In the presence of differences between movement patterns on land and in water, regarding the training phase, methods to optimize the system for better adaptation to these variations can be explored. This can improve the accuracy and reliability of the application in aquatic environments. The process can be implemented using machine learning algorithms. When employing edge computing, more expensive controllers are required to process results locally based on a stored database and newly acquired movement data. Alternatively, cloud computing can be utilized by sending information from the master node to a cloud-based AI agent during the voting phase. However, this approach may increase response time for the user in water, as latency becomes a significant issue. Verification of training movements from water samples can be performed individually using the Dynamic Time Warping (DTW) algorithm, rather than averaging all ten data series from the training phase. This approach enables evaluation of a movement during the voting phase against a comprehensive database of movements, although it will increase computation time. Future studies could explore this logical implementation and its impact on system performance.

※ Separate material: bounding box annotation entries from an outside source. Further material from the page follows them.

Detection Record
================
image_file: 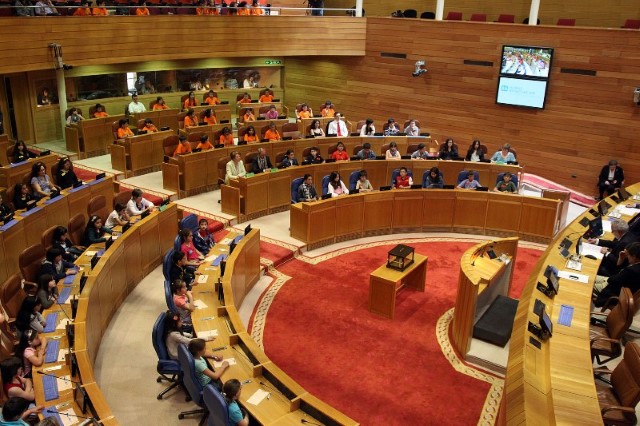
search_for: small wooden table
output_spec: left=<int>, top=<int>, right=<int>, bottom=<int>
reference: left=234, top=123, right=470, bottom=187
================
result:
left=369, top=254, right=427, bottom=319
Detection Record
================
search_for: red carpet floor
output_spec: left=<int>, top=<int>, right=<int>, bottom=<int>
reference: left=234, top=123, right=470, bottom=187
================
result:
left=263, top=242, right=540, bottom=425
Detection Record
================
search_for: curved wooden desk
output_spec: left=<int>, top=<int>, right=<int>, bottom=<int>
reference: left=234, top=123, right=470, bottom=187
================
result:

DTW was used primarily as a baseline approach for evaluating movement similarity. Further optimization may be achieved through parameter tuning, such as applying time constraints or adjusting pattern characteristics (based on different swimming strokes). Additionally, incorporating preliminary verification of the incoming data to decide whether a movement requires full DTW analysis could reduce CPU load on the controller. Integrating machine learning architectures has the potential to further enhance the accuracy of swimming movement recognition. Decision Trees or k-Nearest Neighbors classifiers can be employed for preliminary verification to efficiently determine whether full DTW analysis is necessary [
34,
35,
36].
While it is not mandatory to record 10 iterations during training, since a single perfect repetition by the user can serve as the movement pattern, collecting multiple movements and computing their mean enhances the reliability and robustness of the movement template. This can be configured into an interface used with the master node in the future.
Effective classification of swimming movements relies on accurately distinguishing genuine arm stroke deviations from confounding motion artifacts such as gyroscope drift and body-induced rotations (e.g., body roll and forward motion). These artifacts can obscure stroke-specific features essential for Dynamic Time Warping (DTW) analysis, reducing its robustness. To address this, a comprehensive signal preprocessing pipeline is employed, including drift correction via sensor fusion, reference frame alignment, high-pass filtering to suppress low-frequency and translational noise, segmentation based on motion events, movement onset detection, and feature normalization. These preprocessing steps—particularly sensor fusion, orientation compensation, and filtering—significantly improve data quality by minimizing external motion disturbances. Furthermore, this approach enhances the system’s generalizability and lays the groundwork for handling previously untested edge cases, ultimately increasing the reliability and adaptability of stroke error identification in diverse real-world conditions.